Producer Tony Garnett, who worked with director Ken Loach on films including Kes and Cathy Come Home during a 13-year collaboration, has died at the age of 83.
The TV company Garnett founded, World Productions, announced he had died on Sunday “after a short illness”.
Loach said Garnett “believed in drama, in film and its power to communicate truth”. He added: “He understood the basic conflict at the heart of society, between those with power who exploit and those who are exploited.
“He was a brilliant, complex man, intensely loyal and generous-spirited.”
Line of Duty creator Jed Mercurio said Garnett was “an inspirational figure who’ll be greatly missed”.
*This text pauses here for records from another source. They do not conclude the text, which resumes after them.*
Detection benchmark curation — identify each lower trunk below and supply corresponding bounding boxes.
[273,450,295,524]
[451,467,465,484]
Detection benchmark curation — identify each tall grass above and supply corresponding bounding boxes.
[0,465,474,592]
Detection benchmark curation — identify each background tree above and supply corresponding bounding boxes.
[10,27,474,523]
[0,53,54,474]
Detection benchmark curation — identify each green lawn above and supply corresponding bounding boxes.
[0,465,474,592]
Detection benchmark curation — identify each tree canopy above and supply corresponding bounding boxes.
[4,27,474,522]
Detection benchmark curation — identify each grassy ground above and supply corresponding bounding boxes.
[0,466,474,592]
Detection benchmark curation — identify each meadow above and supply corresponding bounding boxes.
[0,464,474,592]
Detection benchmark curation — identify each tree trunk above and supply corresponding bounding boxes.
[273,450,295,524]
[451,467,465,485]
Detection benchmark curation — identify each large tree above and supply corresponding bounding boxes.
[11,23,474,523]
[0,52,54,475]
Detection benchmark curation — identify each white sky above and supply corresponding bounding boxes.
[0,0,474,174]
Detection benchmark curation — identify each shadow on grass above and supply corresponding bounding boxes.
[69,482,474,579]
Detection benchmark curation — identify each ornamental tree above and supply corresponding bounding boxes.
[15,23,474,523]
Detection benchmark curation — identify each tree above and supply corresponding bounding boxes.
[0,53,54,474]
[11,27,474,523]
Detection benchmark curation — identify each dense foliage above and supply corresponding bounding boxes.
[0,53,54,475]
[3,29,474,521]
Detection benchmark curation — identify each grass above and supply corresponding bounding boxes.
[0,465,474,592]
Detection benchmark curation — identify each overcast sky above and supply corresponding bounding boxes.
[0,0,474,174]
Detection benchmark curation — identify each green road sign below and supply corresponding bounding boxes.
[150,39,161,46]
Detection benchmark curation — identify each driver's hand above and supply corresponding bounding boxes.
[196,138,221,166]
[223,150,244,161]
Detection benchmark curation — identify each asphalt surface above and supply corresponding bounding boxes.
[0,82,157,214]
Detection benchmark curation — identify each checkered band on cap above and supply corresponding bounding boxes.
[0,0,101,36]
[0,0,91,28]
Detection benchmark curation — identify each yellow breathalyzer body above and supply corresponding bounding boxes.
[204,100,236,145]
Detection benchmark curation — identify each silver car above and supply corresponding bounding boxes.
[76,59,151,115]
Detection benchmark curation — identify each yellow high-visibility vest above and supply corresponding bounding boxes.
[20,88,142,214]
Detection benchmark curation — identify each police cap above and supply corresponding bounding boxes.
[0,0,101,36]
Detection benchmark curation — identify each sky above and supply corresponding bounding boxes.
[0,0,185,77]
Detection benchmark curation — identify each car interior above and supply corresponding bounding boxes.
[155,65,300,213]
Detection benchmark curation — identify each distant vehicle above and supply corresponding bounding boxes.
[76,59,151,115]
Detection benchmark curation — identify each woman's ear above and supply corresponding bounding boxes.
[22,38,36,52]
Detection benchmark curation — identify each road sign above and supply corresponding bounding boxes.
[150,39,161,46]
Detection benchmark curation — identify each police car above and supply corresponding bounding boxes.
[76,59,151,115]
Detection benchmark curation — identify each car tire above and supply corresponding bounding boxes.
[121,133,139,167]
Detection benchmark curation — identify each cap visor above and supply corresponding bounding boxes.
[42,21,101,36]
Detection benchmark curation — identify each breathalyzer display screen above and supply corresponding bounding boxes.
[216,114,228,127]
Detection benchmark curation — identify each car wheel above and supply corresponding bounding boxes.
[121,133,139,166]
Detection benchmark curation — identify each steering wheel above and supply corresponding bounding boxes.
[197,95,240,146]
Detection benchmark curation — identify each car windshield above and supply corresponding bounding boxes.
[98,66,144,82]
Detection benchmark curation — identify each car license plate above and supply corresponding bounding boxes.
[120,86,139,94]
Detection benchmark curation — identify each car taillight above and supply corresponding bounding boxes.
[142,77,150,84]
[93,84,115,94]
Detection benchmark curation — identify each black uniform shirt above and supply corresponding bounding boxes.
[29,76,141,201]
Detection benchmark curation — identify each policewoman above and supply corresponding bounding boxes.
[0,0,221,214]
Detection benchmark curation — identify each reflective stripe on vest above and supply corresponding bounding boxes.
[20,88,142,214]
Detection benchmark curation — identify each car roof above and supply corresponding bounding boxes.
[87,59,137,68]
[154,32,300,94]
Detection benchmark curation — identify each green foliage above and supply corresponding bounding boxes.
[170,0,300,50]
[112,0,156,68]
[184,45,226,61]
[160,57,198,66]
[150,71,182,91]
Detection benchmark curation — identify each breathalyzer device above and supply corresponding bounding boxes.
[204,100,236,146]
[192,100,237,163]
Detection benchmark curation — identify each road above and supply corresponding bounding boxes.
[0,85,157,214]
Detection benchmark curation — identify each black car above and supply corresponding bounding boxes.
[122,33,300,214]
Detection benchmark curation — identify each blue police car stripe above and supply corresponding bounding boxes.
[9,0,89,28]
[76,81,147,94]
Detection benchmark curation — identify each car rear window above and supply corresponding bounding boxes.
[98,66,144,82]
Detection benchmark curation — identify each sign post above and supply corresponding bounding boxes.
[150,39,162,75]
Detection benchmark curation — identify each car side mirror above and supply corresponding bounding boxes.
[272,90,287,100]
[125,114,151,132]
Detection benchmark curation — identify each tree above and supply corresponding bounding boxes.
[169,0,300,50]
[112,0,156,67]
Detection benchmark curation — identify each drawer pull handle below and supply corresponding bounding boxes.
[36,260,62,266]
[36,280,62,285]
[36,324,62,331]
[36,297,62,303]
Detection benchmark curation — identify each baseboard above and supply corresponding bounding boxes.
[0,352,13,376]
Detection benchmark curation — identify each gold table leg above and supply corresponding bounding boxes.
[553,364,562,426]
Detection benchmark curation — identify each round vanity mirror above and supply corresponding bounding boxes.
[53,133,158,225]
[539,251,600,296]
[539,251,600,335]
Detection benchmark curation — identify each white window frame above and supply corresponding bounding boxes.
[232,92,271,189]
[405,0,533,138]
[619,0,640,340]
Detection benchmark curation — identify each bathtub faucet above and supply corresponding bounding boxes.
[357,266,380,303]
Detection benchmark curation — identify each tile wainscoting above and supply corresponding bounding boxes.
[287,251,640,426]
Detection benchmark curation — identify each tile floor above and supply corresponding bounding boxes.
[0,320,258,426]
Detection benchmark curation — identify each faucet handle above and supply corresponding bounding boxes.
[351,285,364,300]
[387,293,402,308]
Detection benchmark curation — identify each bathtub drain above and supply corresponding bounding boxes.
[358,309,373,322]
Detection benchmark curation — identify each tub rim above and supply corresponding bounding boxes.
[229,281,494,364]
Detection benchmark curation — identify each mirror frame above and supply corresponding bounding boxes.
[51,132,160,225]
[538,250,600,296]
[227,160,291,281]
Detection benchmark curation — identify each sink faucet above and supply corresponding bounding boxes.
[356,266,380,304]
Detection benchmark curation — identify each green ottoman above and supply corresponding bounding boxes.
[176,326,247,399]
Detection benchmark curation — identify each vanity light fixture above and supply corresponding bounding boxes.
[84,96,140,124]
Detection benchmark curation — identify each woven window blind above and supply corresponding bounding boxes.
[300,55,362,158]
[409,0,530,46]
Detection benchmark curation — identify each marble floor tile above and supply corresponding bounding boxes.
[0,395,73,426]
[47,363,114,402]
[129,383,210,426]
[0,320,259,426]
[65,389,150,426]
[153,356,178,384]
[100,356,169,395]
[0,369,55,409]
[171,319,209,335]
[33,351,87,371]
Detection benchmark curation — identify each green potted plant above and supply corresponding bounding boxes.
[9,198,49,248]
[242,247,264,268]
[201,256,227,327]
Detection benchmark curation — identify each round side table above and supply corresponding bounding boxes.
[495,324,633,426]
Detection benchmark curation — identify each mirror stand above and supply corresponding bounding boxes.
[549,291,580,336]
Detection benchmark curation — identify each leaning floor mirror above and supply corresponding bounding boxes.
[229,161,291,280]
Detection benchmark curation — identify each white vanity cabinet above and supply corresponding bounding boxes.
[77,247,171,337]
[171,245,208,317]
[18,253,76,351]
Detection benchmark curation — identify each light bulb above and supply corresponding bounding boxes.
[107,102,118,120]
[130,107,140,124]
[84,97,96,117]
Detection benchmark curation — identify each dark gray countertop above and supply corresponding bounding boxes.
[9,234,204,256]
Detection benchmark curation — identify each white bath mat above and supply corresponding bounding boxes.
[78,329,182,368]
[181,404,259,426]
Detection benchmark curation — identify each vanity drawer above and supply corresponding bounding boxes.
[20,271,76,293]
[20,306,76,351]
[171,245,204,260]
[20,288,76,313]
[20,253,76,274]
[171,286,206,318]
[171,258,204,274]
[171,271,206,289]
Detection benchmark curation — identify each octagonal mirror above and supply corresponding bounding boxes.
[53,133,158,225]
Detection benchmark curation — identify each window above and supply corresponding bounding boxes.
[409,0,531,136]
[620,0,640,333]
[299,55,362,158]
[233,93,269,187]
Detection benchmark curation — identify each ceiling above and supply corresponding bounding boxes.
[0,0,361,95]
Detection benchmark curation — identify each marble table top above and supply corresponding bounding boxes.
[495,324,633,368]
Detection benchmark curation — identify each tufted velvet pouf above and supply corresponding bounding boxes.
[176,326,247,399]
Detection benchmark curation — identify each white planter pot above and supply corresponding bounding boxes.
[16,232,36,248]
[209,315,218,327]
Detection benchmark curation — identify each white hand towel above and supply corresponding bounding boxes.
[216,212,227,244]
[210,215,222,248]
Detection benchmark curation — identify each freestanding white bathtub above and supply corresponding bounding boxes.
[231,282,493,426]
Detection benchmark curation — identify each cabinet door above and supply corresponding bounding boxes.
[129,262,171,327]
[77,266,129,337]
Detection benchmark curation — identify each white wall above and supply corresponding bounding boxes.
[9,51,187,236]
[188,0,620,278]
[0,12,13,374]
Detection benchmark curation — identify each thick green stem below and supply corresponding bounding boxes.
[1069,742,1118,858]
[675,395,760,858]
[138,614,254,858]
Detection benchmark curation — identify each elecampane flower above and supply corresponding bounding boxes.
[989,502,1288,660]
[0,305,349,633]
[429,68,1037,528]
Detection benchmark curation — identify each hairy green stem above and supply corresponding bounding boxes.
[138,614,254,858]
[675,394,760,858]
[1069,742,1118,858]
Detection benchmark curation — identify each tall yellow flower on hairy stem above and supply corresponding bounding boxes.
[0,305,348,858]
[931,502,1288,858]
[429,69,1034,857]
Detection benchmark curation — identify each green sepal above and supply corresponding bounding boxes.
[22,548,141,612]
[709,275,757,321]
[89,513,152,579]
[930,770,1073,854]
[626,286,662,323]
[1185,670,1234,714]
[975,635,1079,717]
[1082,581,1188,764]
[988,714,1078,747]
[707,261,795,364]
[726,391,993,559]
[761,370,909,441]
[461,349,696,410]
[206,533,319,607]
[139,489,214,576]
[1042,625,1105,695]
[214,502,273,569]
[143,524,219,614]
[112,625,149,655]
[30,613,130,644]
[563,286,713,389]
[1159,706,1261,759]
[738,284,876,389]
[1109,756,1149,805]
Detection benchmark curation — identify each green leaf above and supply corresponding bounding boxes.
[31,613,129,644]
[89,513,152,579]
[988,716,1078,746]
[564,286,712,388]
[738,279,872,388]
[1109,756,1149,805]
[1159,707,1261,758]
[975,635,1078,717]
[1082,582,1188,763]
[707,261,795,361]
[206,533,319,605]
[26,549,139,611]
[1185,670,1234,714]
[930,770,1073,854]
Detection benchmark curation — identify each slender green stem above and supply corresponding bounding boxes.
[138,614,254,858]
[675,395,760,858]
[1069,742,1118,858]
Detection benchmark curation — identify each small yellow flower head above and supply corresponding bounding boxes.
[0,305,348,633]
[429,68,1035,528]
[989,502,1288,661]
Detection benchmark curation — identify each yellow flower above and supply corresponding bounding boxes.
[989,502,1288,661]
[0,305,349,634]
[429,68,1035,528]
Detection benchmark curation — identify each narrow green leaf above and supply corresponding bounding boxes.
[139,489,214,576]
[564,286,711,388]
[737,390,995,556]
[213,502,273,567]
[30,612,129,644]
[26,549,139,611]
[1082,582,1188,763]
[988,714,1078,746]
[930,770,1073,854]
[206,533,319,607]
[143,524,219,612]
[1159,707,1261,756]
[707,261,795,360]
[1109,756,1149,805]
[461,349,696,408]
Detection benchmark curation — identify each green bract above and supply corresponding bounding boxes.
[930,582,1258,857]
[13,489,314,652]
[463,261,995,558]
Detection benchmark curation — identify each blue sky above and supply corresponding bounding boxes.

Born in Birmingham in 1936, the producer began his career on screen in 1960s TV shows including Emergency Ward 10 and Z Cars. His subsequent work with Loach, including Barnsley-based classic Kes, was characterised by hard-hitting social realism.
Through World Productions, the company he founded in 1990, Garnett executive produced TV series including Between the Lines, Ballykissangel and This Life.
The latter show came about when BBC Two Controller Michael Jackson said he wanted a drama “about young people who are just starting their first jobs”.
“He said, ‘Could they be lawyers?'” Garnett recalled. “I said, ‘They can be anything you like Michael.'”
The show, about a group of young lawyers sharing a house in London, ran for two series and gave early breaks to rising stars like Jack Davenport and Andrew Lincoln.
Garnett enjoyed much of his success at the BBC but could be highly critical of the Corporation.
“I have criticised the BBC in the past because I think it’s very important for all of us,” he said in 2014. “I’m a defender of the BBC but at the same time a loyal defender of the opposition.”
An email he sent to industry co-workers in 2009 attacked “the executive apparatchiki” at the BBC, who “feed off” the creativity of others “because they have none”.